L’éléphant accourait la tête baissée. Une flèche fichée dans l’une de ses jambes de devant expliquait sa fureur. Il était à cinquante pas des européens. Il les aperçut et s’arrêta net, soufflant avec la vigueur d’un ventilateur de forge. Ses petits yeux brillaient de rage. Ses pieds impatients déchiraient le sol.
Pris de panique, tous s’enfuirent, cherchant à atteindre la rampe dont la plaine était bordée. Si le monstrueux quadrupède hésite quelques secondes à poursuivre les fugitifs, ceux-ci sont sauvés.
Espoir vain ! Le colosse lance dans l’air un cri strident ainsi qu’un appel de trompette et fonce droit sur les européens.
Ceux-ci sont éparpillés dans la plaine. Devant Diana, Claude Bérard, le capitaine Maulde, les matelots forment un rempart de leurs corps à l’Américaine. Dalvan couvre la retraite d’Yvonne. Sagger court, précédé par Sourimari. C’est sur le géographe que se tourne la rage de l’éléphant.
Une course éperdue, désespérée commence. L’issue n’en peut être douteuse. Le pachyderme gagne rapidement du terrain. Encore quelques bonds et il rejoindra l’homme, il le piétinera furieusement, faisant de l’aimable intendant une loque sanglante et sans forme.
La maorie voit le péril. Ses grands yeux noirs ont un regard désolé pour le ciel, les arbres, la terre, et elle s’arrête, les bras croisés, s’offrant en holocauste à la furie du colosse, afin de sauver celui qui jadis lui conserva la vie. William sent comme un déchirement à la pensée qu’elle va mourir. Lui aussi s’arrête. Il veut entraîner la jeune fille. Trop tard hélas !
Ce temps d’arrêt, la bête farouche l’a mis à profit. Elle est tout près. Le drame va s’accomplir.
– Adieu ! murmurent en même temps l’Américain et la fille des Maoris en se tenant la main.
– Adieu ! Vous êtes fous, fait une voix tranquille à côté d’eux !
Ils regardent. Marcel est là ; Marcel qu’une réflexion a arrêté dans sa fuite.
– Amadouer un éléphant… C’est simple comme bonjour. J’ai vu cela au Jardin des Plantes.
Tranquillement il s’avance vers le pachyderme. Surpris, celui-ci s’arc-boute sur ses jambes. En son crâne épais, il doit se demander ce que signifie l’action de ce frêle ennemi, qu’il briserait d’un coup de trompe. Simplet s’approche toujours. Il tient à la main l’une des galettes de manioc qu’on lui a données au départ. Il la tend à l’animal.

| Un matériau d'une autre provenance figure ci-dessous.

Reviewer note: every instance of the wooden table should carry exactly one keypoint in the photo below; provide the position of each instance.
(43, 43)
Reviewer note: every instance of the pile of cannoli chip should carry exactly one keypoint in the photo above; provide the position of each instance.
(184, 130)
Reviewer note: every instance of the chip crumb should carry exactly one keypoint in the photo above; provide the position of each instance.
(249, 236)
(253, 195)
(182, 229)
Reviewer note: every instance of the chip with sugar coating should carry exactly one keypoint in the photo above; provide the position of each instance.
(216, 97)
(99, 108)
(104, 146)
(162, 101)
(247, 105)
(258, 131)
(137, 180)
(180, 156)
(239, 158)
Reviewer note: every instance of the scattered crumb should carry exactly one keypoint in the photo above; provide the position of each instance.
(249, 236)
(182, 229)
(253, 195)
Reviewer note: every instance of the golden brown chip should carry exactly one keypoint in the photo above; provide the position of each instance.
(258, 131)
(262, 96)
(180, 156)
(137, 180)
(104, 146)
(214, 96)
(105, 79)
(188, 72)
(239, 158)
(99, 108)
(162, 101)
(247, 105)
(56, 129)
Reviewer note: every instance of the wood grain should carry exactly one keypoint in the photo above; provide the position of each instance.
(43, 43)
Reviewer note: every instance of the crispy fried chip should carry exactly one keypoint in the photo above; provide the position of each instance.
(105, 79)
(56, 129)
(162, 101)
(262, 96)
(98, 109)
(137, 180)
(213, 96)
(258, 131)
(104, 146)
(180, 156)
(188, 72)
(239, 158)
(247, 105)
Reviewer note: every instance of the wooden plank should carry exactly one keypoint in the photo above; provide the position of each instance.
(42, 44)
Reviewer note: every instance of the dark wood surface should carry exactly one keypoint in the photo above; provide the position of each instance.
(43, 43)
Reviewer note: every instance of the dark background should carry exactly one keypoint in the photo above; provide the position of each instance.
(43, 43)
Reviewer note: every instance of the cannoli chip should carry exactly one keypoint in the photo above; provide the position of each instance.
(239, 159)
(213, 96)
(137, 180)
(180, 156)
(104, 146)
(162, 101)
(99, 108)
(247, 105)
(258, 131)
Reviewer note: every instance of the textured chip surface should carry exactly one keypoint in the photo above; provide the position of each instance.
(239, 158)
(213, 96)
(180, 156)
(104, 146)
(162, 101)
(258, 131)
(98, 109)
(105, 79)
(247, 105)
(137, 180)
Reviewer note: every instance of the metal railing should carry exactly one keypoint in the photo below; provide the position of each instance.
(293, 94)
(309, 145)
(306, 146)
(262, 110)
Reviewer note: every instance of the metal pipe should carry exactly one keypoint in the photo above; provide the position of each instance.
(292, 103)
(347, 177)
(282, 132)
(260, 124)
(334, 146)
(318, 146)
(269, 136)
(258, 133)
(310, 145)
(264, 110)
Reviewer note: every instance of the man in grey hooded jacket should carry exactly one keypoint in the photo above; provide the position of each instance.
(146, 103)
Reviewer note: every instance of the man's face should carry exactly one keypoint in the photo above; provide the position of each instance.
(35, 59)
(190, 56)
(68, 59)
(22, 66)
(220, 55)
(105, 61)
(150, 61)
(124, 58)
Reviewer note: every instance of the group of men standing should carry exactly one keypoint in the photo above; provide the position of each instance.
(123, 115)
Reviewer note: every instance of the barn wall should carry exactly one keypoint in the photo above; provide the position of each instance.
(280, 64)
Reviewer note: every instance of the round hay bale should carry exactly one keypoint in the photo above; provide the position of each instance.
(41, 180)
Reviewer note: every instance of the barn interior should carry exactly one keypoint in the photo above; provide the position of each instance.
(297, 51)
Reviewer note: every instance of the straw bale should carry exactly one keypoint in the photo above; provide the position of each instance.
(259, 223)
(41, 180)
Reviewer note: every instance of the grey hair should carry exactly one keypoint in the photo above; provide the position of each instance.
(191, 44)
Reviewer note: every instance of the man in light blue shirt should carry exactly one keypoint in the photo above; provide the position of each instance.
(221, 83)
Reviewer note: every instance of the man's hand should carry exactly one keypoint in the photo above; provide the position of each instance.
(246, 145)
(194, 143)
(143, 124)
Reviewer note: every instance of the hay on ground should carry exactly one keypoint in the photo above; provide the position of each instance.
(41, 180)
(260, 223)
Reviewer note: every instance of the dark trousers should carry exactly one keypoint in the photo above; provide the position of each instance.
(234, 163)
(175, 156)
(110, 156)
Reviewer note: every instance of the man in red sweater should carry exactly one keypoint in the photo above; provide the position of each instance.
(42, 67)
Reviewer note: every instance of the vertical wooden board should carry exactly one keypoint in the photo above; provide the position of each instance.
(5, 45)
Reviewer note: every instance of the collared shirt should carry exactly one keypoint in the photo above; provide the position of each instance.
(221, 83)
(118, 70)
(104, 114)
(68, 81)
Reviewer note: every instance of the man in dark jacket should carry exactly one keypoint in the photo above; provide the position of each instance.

Et alors, les fugitifs terrifiés qui ne songent plus à se sauver assistent à une scène curieuse. L’éléphant a allongé sa trompe vers la galette, il la flaire, il la saisit, la fait disparaître dans sa large bouche. Tandis qu’il la déguste avec une satisfaction évidente, Dalvan se rapproche encore. Il est presque entre les jambes du géant africain. Il lui offre le second bagooé, réclame ceux que portent Sagger et Sourimari, et tandis que le solitaire absorbe en fin gourmet les friandises du panetier improvisé, Simplet s’assure que sa blessure est légère. La flèche a traversé la peau, formant séton. Il arrache l’arme de la plaie. La bête frissonne ; sa trompe se dresse menaçante, mais le sous-officier la flatte de la main. Il appelle ses compagnons. Un des matelots porte une gourde pleine d’eau. Grâce au précieux liquide, la blessure est lavée.
Maintenant le pachyderme semble comprendre. Il le témoigne par des gémissements très doux. On dirait qu’il remercie. Puis il suit Marcel, qui reprend le chemin du village avec ses amis, sans prêter la moindre attention aux rabatteurs foulanis, groupés sur les crêtes dans une attitude de stupéfaction.